Despite the fact that this sketch was predicated on the hilarity of buying a deceased bird, or ex-parrot if you will, its widespread popularity was later used to help save parrots. Yeah, this is a story in which John Cleese actually comes off looking like a pretty good guy for a change. 

Not unlike how monorail enthusiasts got pretty fed up with constant Simpsons jokes, in the 1990s, wildlife advocates were sick and tired of how most media coverage concerning parrot conservation would inevitably reference “The Dead Parrot Sketch” which, according to the World Parrot Trust, would “diminish the effect of any serious point that may be under discussion.” 

So the group decided to use the sketch to their advantage by enlisting Cleese’s help, hoping that he could “tell the world how important it is to preserve parrots in the wild and look after them well in captivity.” Cleese turned out to be a “committed conservationist” who had already been involved with “the restoration of lemurs in Madagascar,” so he happily joined the pro-living parrot cause. 

Cleese helped to launch “World Parrot Month” in August 1999 by starring in the aptly-titled The Live Parrot Video, along with Groucho the “incredible singing parrot” (who had beautiful plumage, but was in no way nailed to his perch). Because it was made back when VHS tapes were worth their weight in cocaine-frosted gold, the five-minute video cost 25 bucks, plus shipping. Of course, it all went to a good cause. 

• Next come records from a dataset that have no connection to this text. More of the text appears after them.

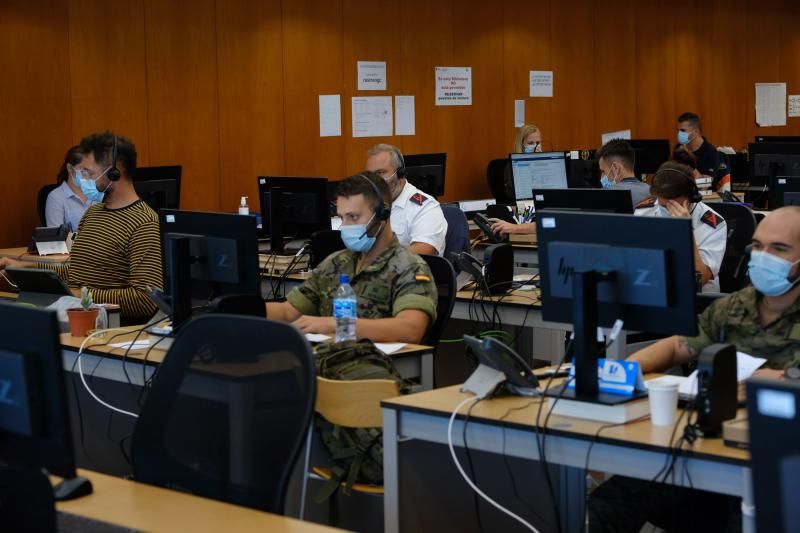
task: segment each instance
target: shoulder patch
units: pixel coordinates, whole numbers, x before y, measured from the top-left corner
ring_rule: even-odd
[[[705,222],[714,229],[716,229],[716,227],[719,226],[721,222],[724,222],[724,220],[722,220],[722,217],[714,213],[713,211],[706,211],[705,213],[703,213],[703,216],[700,217],[700,220],[702,220],[703,222]]]
[[[656,198],[655,196],[651,196],[650,198],[645,198],[636,204],[636,209],[646,209],[648,207],[653,207],[654,205],[656,205]]]
[[[411,197],[411,201],[417,205],[422,205],[428,200],[428,197],[422,194],[421,192],[416,193],[414,196]]]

In the video, shot at the Santa Barbara Zoo, Cleese brings attention to the dangers posed to parrots, while making countless callbacks to the classic sketch. When first meeting Groucho, he remarks, “Now that’s what I call a live parrot.” While visiting another parrot, he notes that she is “very much alive, but her species is threatened with extinction.”

Cleese’s video was a big hit and generated “a great deal of publicity” for the World Parrot Trust and its “effort to push for stronger parrot protections.” For some reason, this success never led to similar promotional efforts from the cheese shop industry or lumberjack lobbyists.